Programmatic advertising began by providing “real time bidding” services, which is the difference between being able to buy blocks of ads which are shown to whichever user happens to visit a particular site irrespective of demographic, and being able to bid for the right, against other advertisers, to show an ad to a particular user that is of more value to the advertiser. This effectively means 2 different users visiting the same site at the same time may be shown different ads – the ones which are, in theory, most relevant to them.

Programmatic also allows advertisers to pursue their target audience across different channels and devices, and is even now being used in TV ad buying, so a person may watch an ad on television, then see it again, in different form, on their tablet device or desktop when they switch devices. Mobile is the toughest nut to crack for the digital advertiser, where cookies are least effective and users are harder to identify.

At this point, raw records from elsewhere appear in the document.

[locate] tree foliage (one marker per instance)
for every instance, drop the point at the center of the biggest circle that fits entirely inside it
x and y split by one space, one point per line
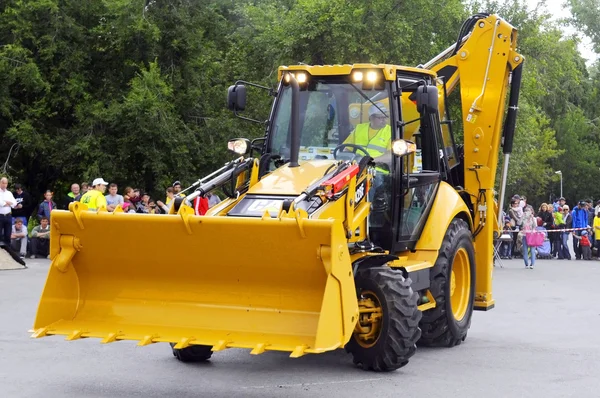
134 90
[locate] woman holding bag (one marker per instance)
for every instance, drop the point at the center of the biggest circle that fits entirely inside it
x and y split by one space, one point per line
529 225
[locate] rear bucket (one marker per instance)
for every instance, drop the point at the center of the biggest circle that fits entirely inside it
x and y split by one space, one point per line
263 284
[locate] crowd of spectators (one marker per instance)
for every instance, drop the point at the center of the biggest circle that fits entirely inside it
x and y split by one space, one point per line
558 222
18 210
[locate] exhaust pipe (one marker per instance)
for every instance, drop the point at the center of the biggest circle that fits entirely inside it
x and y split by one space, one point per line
295 120
509 132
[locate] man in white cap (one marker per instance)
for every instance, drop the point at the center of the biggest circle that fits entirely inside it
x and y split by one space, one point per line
94 198
375 136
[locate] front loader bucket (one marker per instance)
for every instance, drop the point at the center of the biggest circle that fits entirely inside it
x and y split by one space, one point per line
264 284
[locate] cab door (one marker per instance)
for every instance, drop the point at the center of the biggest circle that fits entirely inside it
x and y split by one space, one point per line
417 175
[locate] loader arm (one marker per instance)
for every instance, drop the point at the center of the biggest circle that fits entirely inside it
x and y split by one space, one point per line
482 63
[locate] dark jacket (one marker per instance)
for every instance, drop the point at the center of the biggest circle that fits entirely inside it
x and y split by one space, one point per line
25 200
44 209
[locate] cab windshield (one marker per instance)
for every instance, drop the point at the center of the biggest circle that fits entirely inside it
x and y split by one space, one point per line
334 111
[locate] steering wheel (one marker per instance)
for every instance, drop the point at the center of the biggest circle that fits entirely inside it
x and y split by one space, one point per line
355 148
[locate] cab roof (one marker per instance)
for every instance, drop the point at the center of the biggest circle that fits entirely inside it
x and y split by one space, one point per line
389 71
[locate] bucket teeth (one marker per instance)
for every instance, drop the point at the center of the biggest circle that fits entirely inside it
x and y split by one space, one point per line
298 351
185 342
111 338
259 349
147 340
75 335
220 346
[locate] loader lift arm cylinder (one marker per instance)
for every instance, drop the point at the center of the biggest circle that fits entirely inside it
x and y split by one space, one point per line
509 132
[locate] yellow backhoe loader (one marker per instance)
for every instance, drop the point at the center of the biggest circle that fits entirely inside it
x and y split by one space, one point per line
356 222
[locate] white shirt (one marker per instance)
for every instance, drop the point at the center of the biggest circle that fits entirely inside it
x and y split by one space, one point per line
4 197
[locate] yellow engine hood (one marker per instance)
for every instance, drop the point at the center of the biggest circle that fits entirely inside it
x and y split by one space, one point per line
291 180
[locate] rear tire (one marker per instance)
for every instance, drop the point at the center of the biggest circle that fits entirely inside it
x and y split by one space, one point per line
193 353
440 326
399 330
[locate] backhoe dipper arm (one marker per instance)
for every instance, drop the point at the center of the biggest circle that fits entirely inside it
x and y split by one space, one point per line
482 63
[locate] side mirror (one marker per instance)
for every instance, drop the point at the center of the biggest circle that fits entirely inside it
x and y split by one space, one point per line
239 146
236 97
403 147
427 99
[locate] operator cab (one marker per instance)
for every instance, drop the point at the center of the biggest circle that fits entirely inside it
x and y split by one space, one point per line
347 116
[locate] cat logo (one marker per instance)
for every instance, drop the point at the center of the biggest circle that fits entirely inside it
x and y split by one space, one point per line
360 192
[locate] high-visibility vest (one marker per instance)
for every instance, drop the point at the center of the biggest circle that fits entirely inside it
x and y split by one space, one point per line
377 145
93 199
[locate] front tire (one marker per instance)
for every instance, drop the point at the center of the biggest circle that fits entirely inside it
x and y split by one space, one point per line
390 331
193 353
453 287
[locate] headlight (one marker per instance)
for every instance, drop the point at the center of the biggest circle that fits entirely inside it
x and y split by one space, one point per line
240 146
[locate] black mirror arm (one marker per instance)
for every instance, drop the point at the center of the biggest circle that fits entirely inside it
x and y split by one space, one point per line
249 119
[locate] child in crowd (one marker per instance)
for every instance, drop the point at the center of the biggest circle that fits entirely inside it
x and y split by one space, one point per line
586 247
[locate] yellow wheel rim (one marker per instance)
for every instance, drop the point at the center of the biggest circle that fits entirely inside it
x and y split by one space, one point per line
460 284
370 319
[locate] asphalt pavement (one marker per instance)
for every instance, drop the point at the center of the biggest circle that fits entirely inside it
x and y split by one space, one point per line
541 340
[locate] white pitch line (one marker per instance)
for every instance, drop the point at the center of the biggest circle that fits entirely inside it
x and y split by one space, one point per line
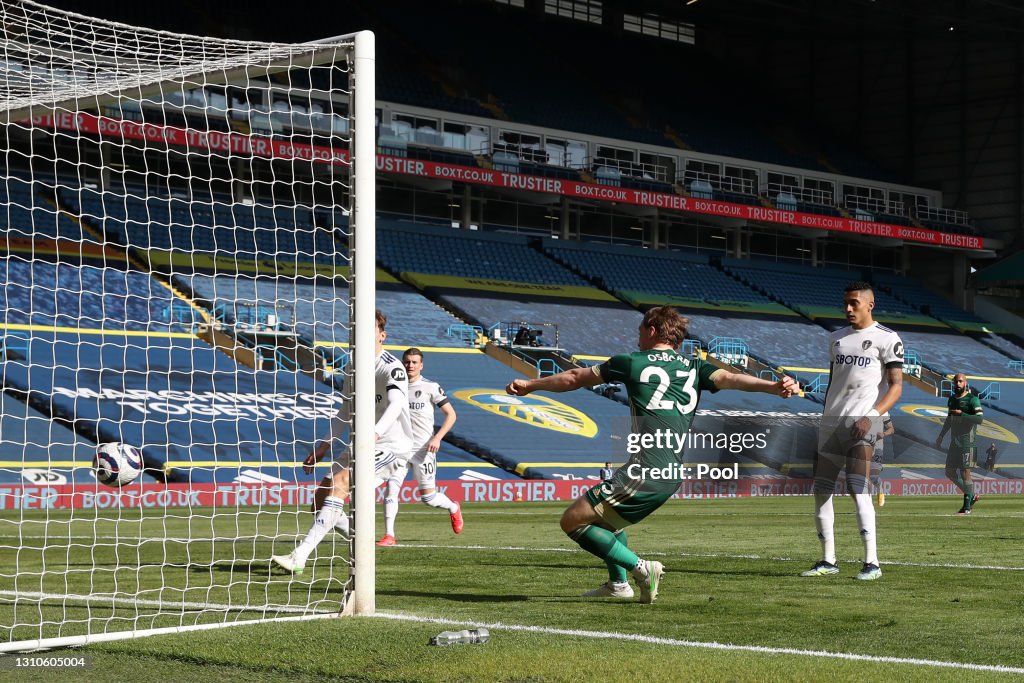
760 649
209 606
524 549
707 555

There is of course a danger that poorly put together programmatic ad platforms get things wrong and send out the wrong message at the wrong times to the wrong users, and the service has been found susceptible to certain kinds of fraud, for example a practice known as “URL masking”, where a publisher simply pretends they are another, completely different website that has more clout with advertisers.

That’s where platforms like Match2One, with cash to spend on development, have the opportunity to enhance programmatic advertising’s reputation, by providing extra levels of granularity and giving users options, for example to buy only ads performing in the top 10% of view duration, and such like.

If it’s done correctly, programmatic in theory should be able to beat human curation every time, just as trading algorithms have done in investment banks, where traders increasingly monitor output and let computers make their buying and selling decisions for them.

Match2One say they are breaking down the high barriers to entry that prevent smaller companies from entering the programmatic market, and streamlining the process and making it easier to use and interpret, with rich data and a more personalised, dedicated service.

The company, which currently has 8 staff, has offices in Stockholm, London and Kiev, and boasts plenty of experience, including CTO Michael Dewhirst, who has worked at M&C Saatchi and Adstream, has founded several of his own digital agencies and sits on the board of K1t capital.